Mittwochabend, Brüssel: Juncker empfängt den griechischen Premier Alexis Tsipras, Eurogruppen-Chef Jeroen Dijsselbloem stößt dazu; bis nach Mitternacht wird über das Angebot der Geldgeber und ein Gegenoffert der Griechen gesprochen.

Drei Staatschefs und drei Vertreter der Institutionen sollen jetzt also binnen weniger Tage lösen, was 19 Finanzminister nicht zustande gebracht haben. Das mag teils nach improvisierter Last-Minute-Politik aussehen - ist aber tatsächlich nicht überraschend.

Zum einen haben die Staatschefs in der Krise immer am Ende mitgemischt, wenn es eng geworden ist. Nicht selten in Mini-Runden. Als etwa ein Hilfspaket für Zypern geschnürt wurde, beriet eine Runde von "Chefs" bis in die Nacht hinein - die versammelten Finanzminister saßen in einem Nebenraum, warteten stundenlang und wurden lediglich am Ende um ihre Zustimmung gebeten.

Zweitens versucht Tsipras seit er ins Amt gewählt wurde, eine Lösung auf höchster Ebene herbeizuführen: Bei jedem Gipfel will er zumindest am Rande mit Merkel sprechen; seit Monaten hält er zudem einen guten Draht zu Juncker aufrecht. Dieser ist für die Vermittlerrolle in diesem Fall prädestiniert: Als ehemaliger langjähriger Vorsitzender weiß er, wie es in der Eurogruppe abläuft; als Kommissionschef, der nicht direkt auf nationale Wähler oder Wahlen Rücksicht nehmen muss, kann er jetzt auch mehr auf die Griechen zugehen als manch anderer.

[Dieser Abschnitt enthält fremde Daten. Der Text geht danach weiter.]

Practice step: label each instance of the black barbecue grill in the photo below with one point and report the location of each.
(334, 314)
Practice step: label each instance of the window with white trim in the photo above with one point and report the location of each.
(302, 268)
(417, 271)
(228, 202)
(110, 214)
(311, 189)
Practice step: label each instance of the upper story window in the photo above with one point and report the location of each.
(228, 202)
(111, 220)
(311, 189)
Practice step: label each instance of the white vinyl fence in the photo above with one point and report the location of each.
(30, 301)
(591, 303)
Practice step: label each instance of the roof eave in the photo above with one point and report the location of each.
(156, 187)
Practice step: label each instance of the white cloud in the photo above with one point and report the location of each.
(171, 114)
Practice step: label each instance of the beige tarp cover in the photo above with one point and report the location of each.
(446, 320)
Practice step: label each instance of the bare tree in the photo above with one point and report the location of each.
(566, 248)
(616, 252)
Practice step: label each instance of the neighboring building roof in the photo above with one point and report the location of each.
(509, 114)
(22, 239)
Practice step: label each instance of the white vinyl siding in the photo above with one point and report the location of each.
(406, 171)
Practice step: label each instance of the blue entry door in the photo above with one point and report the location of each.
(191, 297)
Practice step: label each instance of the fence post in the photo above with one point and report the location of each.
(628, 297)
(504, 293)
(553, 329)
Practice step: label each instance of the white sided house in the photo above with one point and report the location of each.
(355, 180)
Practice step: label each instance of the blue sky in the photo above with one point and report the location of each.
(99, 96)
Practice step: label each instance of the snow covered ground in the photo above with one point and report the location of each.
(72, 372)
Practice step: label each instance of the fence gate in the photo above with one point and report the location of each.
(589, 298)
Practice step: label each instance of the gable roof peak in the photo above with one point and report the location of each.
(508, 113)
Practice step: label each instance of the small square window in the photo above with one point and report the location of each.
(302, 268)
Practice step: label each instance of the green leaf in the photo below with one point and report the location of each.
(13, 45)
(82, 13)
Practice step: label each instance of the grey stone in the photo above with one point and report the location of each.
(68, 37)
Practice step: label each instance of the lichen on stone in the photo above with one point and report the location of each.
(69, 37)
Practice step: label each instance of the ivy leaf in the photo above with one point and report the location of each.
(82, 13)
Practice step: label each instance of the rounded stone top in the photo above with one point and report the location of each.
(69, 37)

Drittens hat das Verlagern auf die Chef-Ebene noch einen, in diesem Fall vielleicht sogar entscheidenden Vorteil: Yanis Varoufakis spielt dabei keine zentrale Rolle. Der griechische Finanzminister hat in den Gesprächen mit seinen Euro-Amtskollegen wenig weitergebracht. Und, so berichten Verhandler, Varoufakis musste ohnehin bei jeder Verhandlung zuerst um Tsipras' Zustimmung in Athen fragen.

Ein Finanzminister erinnert sich an eine wichtige Sitzung mit Varoufakis: "Wir haben stundenlang verhandelt, das Klima war eigentlich ganz gut und wir hatten alle das Gefühl, dass wir - überraschenderweise - sehr gut weiterkommen." Am Ende habe Dijsselbloem Varoufakis noch einmal die drei wichtigen Punkte der Einigung vorgelesen und ihn jedes Mal gefragt, ob er dem nun zustimmen könne. "Varoufakis hat drei Mal Ja gesagt - und wir haben alle geglaubt, wir haben einen Deal. Dann haben die Griechen aber in Athen angerufen, um mit Tsipras Rücksprache zu halten - und auf einmal waren wir statt drei Mal Ja bei drei Mal Nein."

Eine Einigung ist zwar längst nicht garantiert; zumindest das Ziehen des Telefon-Jokers sollte mit Tsipras am Verhandlungstisch aber nicht mehr passieren.